BOSU stands for “BOth Sides Up” or BOth Sides Utilized.” The BOSU ball looks like half an exercise ball mounted on a rigid plastic base. It can be used with the dome side facing up, so it sits flat on the plastic base or as a wobble board with the dome side facing down. Either way you use it, the unstable surface helps improve balance, whether you stand on the domed surface or on the flat platform with the dome side facing down. BOSU balls can also be used for strength training, aerobic fitness, for plyometric movements such as jumping activities or for stretching. The nice thing about using a BOSU ball is that they take up less space than a stability ball and because it is flat on one side, it’s not going to roll away from you the way stability balls frequently do.
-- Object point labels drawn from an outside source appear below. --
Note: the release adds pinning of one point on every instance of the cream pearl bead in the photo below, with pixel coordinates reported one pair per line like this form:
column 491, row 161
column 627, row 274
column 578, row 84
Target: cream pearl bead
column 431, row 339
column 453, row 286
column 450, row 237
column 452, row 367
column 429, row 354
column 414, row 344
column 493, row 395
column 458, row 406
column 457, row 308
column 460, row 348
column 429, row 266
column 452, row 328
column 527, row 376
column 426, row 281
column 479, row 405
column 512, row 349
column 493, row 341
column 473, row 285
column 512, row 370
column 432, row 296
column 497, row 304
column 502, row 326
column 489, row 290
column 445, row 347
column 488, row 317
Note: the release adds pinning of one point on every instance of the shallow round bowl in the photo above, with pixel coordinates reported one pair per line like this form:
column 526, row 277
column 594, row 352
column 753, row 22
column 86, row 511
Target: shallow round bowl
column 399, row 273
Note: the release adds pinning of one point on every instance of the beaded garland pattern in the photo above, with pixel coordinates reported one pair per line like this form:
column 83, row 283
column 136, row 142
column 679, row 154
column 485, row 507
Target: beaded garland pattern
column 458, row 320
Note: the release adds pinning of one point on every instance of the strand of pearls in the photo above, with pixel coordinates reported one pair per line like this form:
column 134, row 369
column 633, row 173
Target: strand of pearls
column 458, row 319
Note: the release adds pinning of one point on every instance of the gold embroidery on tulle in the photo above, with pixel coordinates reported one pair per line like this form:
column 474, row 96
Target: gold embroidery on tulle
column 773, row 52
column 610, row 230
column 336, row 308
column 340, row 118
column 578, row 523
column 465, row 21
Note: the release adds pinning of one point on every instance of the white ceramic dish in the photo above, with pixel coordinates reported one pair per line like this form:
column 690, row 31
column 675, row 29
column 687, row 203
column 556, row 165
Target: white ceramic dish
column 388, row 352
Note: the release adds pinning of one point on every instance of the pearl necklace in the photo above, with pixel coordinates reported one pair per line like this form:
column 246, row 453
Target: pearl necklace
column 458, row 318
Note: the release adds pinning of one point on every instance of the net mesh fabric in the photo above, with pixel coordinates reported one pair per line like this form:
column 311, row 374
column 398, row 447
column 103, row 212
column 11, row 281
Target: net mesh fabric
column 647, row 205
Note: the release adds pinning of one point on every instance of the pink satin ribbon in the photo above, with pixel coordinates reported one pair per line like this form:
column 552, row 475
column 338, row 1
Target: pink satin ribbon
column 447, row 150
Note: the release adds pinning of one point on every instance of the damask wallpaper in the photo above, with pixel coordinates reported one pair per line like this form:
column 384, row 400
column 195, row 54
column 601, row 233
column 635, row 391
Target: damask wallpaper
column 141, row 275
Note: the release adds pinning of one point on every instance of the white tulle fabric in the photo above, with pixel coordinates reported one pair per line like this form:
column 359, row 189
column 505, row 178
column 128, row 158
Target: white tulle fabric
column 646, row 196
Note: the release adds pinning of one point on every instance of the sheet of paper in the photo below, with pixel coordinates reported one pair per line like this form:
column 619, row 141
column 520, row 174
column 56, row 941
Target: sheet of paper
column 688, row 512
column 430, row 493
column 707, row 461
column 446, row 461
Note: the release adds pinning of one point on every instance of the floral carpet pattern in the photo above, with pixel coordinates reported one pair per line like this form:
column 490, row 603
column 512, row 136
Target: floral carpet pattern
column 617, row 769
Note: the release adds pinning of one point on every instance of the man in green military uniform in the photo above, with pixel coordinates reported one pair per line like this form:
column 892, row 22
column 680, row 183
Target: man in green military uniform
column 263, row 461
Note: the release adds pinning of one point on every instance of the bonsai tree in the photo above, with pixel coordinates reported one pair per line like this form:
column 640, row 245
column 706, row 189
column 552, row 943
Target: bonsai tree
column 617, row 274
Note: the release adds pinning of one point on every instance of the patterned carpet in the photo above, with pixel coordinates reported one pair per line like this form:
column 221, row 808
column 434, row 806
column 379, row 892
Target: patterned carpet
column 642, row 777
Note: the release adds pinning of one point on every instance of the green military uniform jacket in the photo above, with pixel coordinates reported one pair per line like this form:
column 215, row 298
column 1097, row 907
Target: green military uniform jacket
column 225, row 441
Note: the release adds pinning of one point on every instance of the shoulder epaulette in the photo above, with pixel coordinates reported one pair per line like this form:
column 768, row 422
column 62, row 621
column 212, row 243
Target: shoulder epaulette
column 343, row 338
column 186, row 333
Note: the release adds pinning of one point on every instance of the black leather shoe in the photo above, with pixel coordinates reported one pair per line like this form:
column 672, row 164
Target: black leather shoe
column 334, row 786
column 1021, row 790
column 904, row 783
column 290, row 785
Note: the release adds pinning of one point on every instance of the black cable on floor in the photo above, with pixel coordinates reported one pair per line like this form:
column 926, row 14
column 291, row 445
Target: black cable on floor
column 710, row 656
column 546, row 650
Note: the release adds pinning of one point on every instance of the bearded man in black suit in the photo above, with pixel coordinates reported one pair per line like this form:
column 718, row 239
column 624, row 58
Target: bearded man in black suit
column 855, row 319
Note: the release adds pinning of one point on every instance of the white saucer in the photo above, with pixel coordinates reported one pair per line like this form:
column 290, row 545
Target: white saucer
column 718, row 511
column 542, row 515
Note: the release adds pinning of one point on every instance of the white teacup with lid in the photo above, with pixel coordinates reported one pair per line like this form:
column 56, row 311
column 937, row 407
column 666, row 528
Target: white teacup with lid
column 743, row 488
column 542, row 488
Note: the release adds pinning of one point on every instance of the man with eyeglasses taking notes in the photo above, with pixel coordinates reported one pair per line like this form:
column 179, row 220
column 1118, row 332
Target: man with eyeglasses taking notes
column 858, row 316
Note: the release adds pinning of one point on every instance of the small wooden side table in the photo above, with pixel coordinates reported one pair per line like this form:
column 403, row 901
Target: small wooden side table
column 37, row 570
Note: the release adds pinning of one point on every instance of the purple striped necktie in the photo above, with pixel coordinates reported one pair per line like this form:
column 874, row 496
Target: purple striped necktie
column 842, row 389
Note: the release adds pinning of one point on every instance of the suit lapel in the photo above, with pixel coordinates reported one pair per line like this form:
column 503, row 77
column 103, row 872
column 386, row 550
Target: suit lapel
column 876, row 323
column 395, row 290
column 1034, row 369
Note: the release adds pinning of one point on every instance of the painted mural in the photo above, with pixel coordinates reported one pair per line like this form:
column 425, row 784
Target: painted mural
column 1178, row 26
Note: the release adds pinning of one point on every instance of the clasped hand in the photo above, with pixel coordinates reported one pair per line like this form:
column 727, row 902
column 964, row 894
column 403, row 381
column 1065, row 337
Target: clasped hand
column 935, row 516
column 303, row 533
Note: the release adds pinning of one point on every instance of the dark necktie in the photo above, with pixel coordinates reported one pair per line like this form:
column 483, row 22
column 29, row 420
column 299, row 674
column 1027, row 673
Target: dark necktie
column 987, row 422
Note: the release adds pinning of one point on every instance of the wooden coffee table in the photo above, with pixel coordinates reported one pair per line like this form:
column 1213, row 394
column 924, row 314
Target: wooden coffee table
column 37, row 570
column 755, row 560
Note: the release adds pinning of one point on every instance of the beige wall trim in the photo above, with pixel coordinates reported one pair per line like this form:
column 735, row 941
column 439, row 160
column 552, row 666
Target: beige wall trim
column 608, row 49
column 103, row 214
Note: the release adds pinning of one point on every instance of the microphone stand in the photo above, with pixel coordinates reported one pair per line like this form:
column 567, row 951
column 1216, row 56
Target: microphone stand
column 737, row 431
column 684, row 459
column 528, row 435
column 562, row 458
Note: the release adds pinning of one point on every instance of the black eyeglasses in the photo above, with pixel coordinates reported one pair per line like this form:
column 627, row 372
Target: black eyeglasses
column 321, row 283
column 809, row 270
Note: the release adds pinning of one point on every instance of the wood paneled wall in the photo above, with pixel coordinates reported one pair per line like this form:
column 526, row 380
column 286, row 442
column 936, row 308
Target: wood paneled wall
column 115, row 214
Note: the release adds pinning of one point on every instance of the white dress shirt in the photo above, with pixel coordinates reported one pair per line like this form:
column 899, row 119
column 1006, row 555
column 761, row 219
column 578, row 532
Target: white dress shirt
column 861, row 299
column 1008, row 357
This unusual piece of exercise equipment does have scientific research to back up its credibility. A 2013 study in the Journal of Strength and Conditioning Research had 44 healthy but inactive older people assigned to attend a twice-weekly exercise class that used both a BOSU ball and a Swiss ball (a traditional round exercise ball) or to a control group that did no exercise intervention whatsoever. After 12 weeks, the exercise group showed significant improvements in balance, both while standing still and while walking, compared to no changes in the control group. The BOSU exercises included standing on the ball and stepping up and down on it using parallel bars for support if needed.
Here’s what you can expect from using a BOSU ball:
Improve balance and workout intensity
Incorporating using a BOSU ball while lifting free weights is a great way to target and work on both balance and strength. A BOSU ball forces you to use your core muscles to work constantly throughout the entire motion of a movement. This is different from most gym weight-training equipment that position you to push and pull on handles that move through set tracks. This can certainly build muscle but they do not provide the sort of coordination you need to stabilize free weights as they move unrestricted through space. By combining lifting free weights with a BOSU ball, it makes the exercise more challenging by forcing your muscles to stabilize as you guide the weights. BOSU trainers are also excellent for making doing lunges, squats or pushups more demanding than doing them on your own.
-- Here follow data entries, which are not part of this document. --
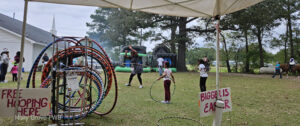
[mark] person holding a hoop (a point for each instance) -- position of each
(137, 68)
(167, 75)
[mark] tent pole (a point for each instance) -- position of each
(217, 56)
(219, 103)
(21, 61)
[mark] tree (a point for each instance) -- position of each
(264, 17)
(119, 26)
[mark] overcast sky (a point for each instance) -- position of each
(70, 20)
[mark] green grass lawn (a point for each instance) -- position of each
(257, 101)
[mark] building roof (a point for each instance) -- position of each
(36, 34)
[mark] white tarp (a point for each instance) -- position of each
(183, 8)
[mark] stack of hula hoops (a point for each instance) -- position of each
(94, 77)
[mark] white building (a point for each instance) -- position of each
(36, 40)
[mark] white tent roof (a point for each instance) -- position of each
(183, 8)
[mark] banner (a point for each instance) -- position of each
(32, 102)
(207, 101)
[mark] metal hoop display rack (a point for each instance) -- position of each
(54, 73)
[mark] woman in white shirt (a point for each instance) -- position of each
(167, 75)
(203, 75)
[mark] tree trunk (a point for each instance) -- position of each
(247, 64)
(173, 36)
(226, 53)
(182, 44)
(290, 31)
(261, 51)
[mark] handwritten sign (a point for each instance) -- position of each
(207, 101)
(72, 82)
(32, 102)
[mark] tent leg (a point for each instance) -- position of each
(219, 103)
(21, 61)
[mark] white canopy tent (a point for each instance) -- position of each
(182, 8)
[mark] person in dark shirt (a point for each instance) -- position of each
(137, 68)
(277, 70)
(17, 58)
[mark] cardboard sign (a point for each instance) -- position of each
(207, 101)
(32, 102)
(72, 82)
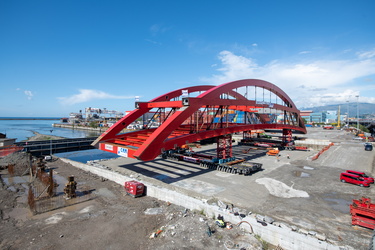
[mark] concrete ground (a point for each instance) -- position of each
(296, 190)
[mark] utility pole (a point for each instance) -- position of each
(357, 112)
(51, 143)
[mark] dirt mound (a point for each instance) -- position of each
(109, 219)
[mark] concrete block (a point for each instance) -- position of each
(268, 219)
(260, 217)
(321, 237)
(285, 226)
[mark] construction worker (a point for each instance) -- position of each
(220, 221)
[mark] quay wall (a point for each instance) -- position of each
(279, 235)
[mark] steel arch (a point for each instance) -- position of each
(182, 125)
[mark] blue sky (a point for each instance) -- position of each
(58, 57)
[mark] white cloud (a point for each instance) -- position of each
(29, 94)
(304, 52)
(313, 83)
(86, 95)
(366, 54)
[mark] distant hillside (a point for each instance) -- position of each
(364, 108)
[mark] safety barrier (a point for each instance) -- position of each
(321, 151)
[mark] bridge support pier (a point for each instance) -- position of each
(224, 147)
(287, 138)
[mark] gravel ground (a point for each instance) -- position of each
(110, 219)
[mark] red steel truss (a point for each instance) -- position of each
(200, 112)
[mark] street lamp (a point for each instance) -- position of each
(347, 117)
(51, 143)
(357, 112)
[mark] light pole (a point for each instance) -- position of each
(347, 117)
(357, 112)
(51, 143)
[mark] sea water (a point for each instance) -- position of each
(22, 128)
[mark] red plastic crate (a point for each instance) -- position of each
(134, 188)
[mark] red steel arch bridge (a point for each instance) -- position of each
(196, 113)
For a relaxing stretch improving flexibility, try using a BOSU ball. Like a stability ball, the rounded top of a BOSU ball (where the dome side is facing up), offers good support for your back and abdominal muscles to be stretched out. This can be done by draping yourself over the soft domed side, facing down or up and then simply relax to feel the stretch. Turn the BOSU ball dome-side down and use the “slant board” to stretch your calf muscles.
Provides workout variety
One of the best ways to keep fit is by switching up your exercise routine. This prevents your body from hitting a fitness plateau by forcing it to adapt to something different. Using a BOSU is a perfect way to break up exercise monotony and can keep you entertained and engaged in working out by making the workout more fun.
How to get started
If you have never used a BOSU before, it’s recommended to take a class at a workout facility or work with a personal trainer or physical therapist to see if they are right for you. There are also videos online where you can watch to see how they are used.
BOSUs are meant to provide variety and a more challenging workout to your regular routine. Most sporting goods stores sell them or they can be bought online. However, do your homework on whether a BOSU ball is right for you or not.